Always outnumbered and outgunned, but never outwitted or out fought, Hays, in his ten years as a Ranger, lost men, but he never lost a fight. Although some were pretty close.

He and his Rangers joined with Zachary Taylor in the Mexican War. They made a huge impression on all and sundry—they wore no uniforms, equipped themselves (by this time the Texas Rangers had discovered bankrupt Samuel Colt’s revolver, the Anglo repeating weapon), and rode everywhere. They didn’t like taking orders from the Army. Rangers didn’t dismount and they didn’t walk. Seventy-five Rangers charged 1,500 Mexican cavalry and drove them from the field. The Texas Rangers became legends. The Colt revolver was discovered by the rest of the world after the Texans demonstrated its violent power.

After the Mexican War, Jack Hays left Texas for the gold fields of California where he became one of the first sheriffs of San Francisco County (hanging many a criminal), founded Oakland, California, ranched in San Mateo County for awhile, and died a ripe old age.

Well, enough of this. I wrote the above off the top of my head from some old lectures I used to give when I taught history.

Sunday, August 01, 2010

Sargava: The Lost Colony

Sargava is an interesting locale in the Golarion setting by Paizo. So, the little Pathfinder Companion book (which means less than 31 pages long) is similarly interesting. It was not, however, quite what I expected it to be.

What I kind of expected was that the Sargavans were "good guys." As a Chelaxian colony that broke away from the main country after they fell to diabolism, they'd be a shining beacon of the golden age of Chelaxian culture before it became perverted. I guess maybe that's true, but if so, Chelaxian culture is, surprisingly, almost more likable under the auspices of Asmodean worship than it is normally.
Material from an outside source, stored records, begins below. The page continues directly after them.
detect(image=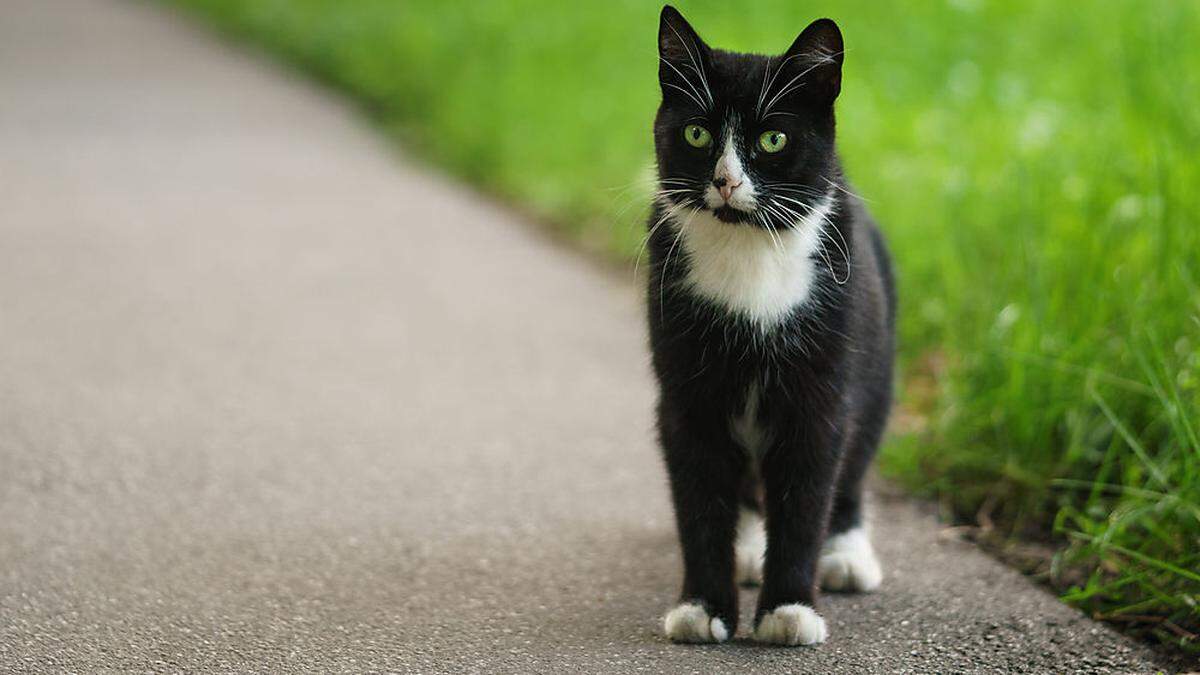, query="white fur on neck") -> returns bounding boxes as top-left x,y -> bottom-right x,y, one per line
674,192 -> 834,329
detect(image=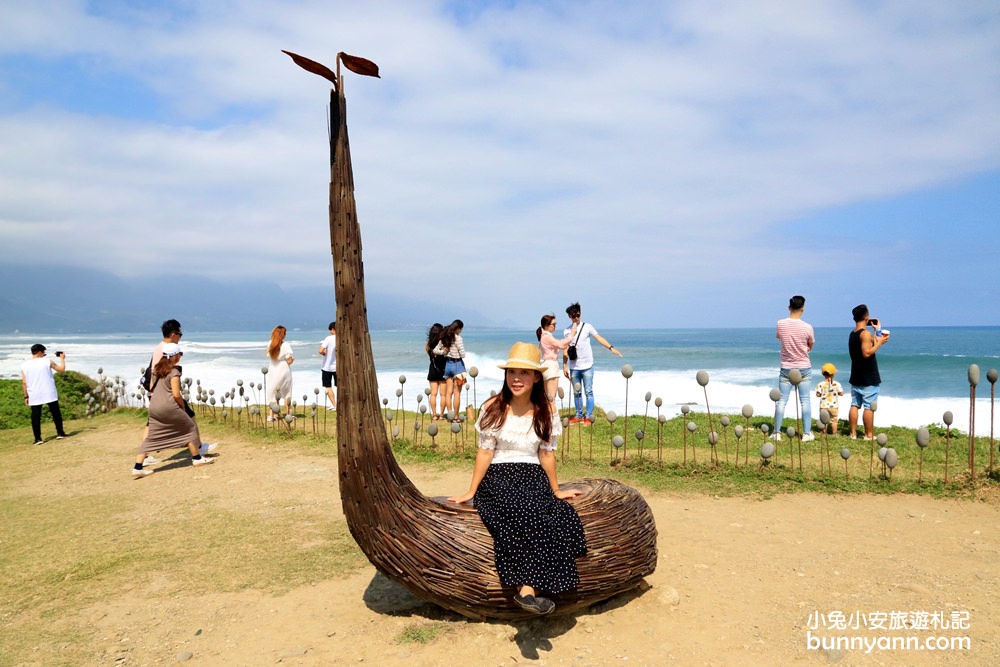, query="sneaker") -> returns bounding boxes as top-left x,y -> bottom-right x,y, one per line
514,595 -> 556,615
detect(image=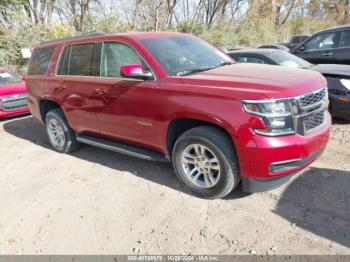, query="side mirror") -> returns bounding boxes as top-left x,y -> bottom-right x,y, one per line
120,64 -> 153,80
298,44 -> 306,52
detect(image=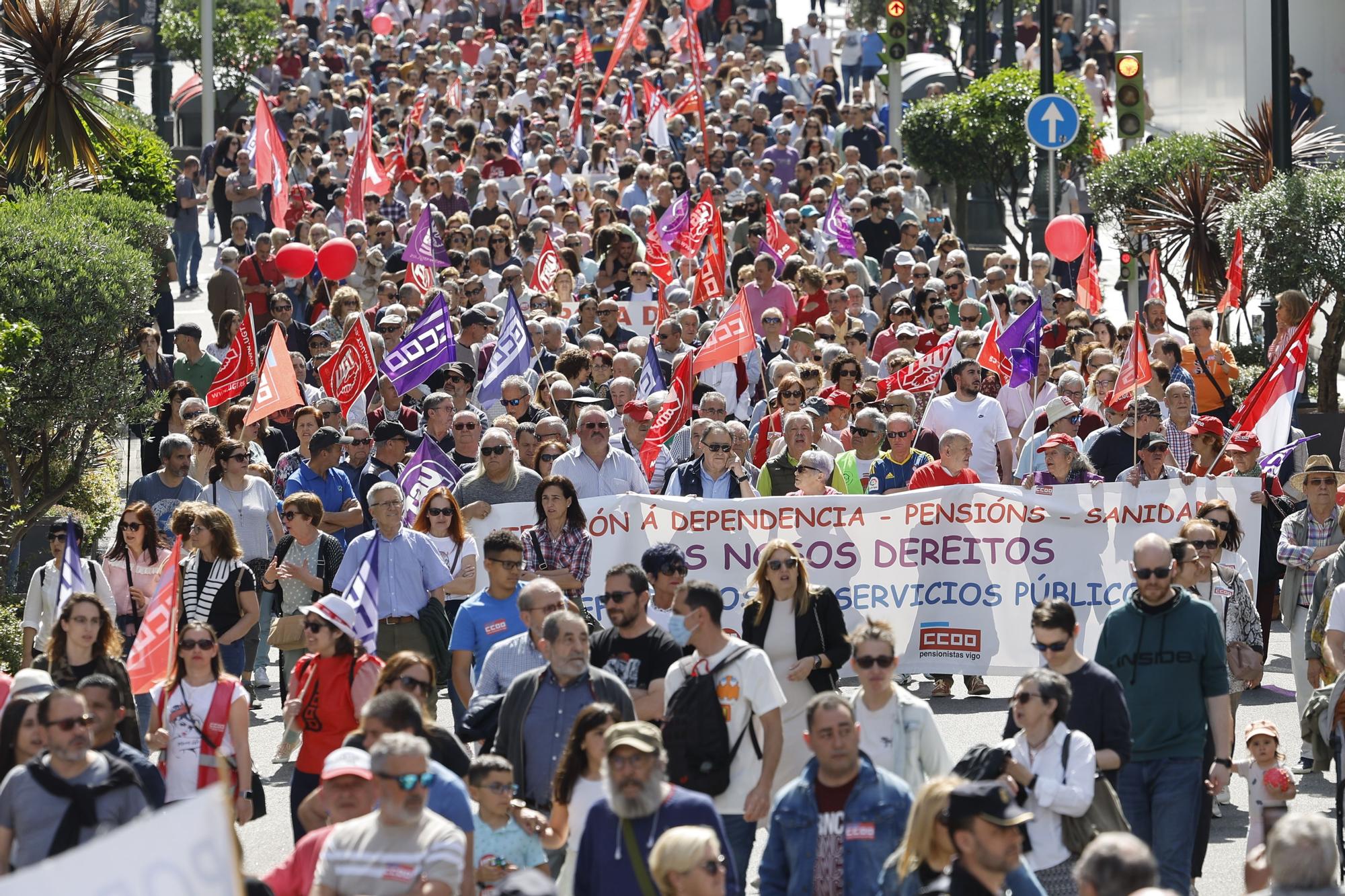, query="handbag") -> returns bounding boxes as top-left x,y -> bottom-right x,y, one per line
1060,731 -> 1130,856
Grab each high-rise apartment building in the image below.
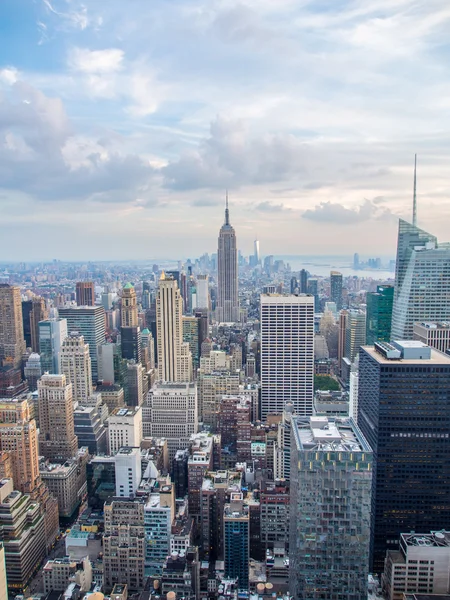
[38,319,68,375]
[38,374,78,462]
[76,281,95,306]
[103,497,146,592]
[142,383,198,462]
[61,333,93,404]
[391,219,450,340]
[156,273,192,382]
[0,283,26,368]
[261,294,314,420]
[289,417,372,600]
[366,285,394,346]
[358,341,450,573]
[58,306,105,382]
[216,195,240,323]
[330,271,342,310]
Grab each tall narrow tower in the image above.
[156,272,192,382]
[216,193,239,323]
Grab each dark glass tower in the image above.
[358,342,450,573]
[366,285,394,346]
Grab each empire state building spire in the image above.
[216,191,240,323]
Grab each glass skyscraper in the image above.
[366,285,394,346]
[391,219,450,340]
[358,341,450,573]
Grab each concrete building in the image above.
[413,321,450,352]
[216,194,240,323]
[156,272,192,382]
[38,319,68,375]
[38,373,78,461]
[0,283,26,368]
[58,306,105,383]
[261,294,314,420]
[289,417,372,600]
[61,332,93,404]
[114,446,142,498]
[108,406,143,454]
[382,530,450,600]
[142,383,198,463]
[103,498,146,592]
[75,281,95,306]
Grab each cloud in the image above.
[302,199,393,225]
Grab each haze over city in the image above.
[0,0,450,260]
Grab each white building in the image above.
[261,294,314,420]
[107,406,142,454]
[114,446,141,498]
[61,332,92,404]
[382,531,450,600]
[142,383,198,462]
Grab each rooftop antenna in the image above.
[413,154,417,227]
[225,190,230,225]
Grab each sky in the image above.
[0,0,450,261]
The author of Sargava went out of his way to paint Sargava as an arrogant, hide-bound, racist group of xenophobic idiots who are in an increasingly impossible situation, yet who refuse to acknowledge it.

Burdened with paying tribute money to the Shackles Pirates, surrounded by mostly hostile natives, especially on the far eastern frontier where they border against Mzali lands, and largely dominated by Aspis Consortium interests, there's plenty of opportunities for adventure, intrigue and more as PCs attempt to save the Sargavans from the many dangers that beset them. The question is: will anyone want to bother?

Sargava is a book that's dominated by the Avatar myth as I described in my Heart of the Jungle review. Any vaguely European-esque colonial powers must be exploitative and racist in extreme measures, caring nothing for the natives, the land, or anything else on which they live. I find that myth both incredibly insulting, and more importantly, boring beyond belief by this point. Dances With Wolves, which was hardly an original plot even at the time, has been remade plenty of times now, and it certainly hasn't gotten any fresher.

It'd be nice to see a colonial power treated in a sympathetic fashion for a change. This isn't it.

However, I've spent enough time talking about what I'd have liked Sargava to be, and not enough talking about what it actually is. For what it is, the book is reasonably successful. Frankly, I think the 31 page format is a bit difficult to do a decent treatment of one of the regions in Golarion. All of the Companion regional books feel like they expanded a bit on the entry in the setting itself, sure, but they still touched on the region almost too lightly to be much more robust. The book detailed more in the way of potential basecamps than it did actual adventure locations, which presumably you need to have Heart of the Jungle for. But as such, it gives you a number of such locations, and most of them have some potential local intrigue you can get involved with. Kalabuto even has a big built in dungeon, which really reveals the sourcebooks origin in a slightly jarring way (why do all cities in D&D settings have massive dungeons just under the streets, anyway?) However, that's easily ignorable.

Also, despite the cover art, there was only one tiny mention of dinosaurs anywhere in the book. Sad.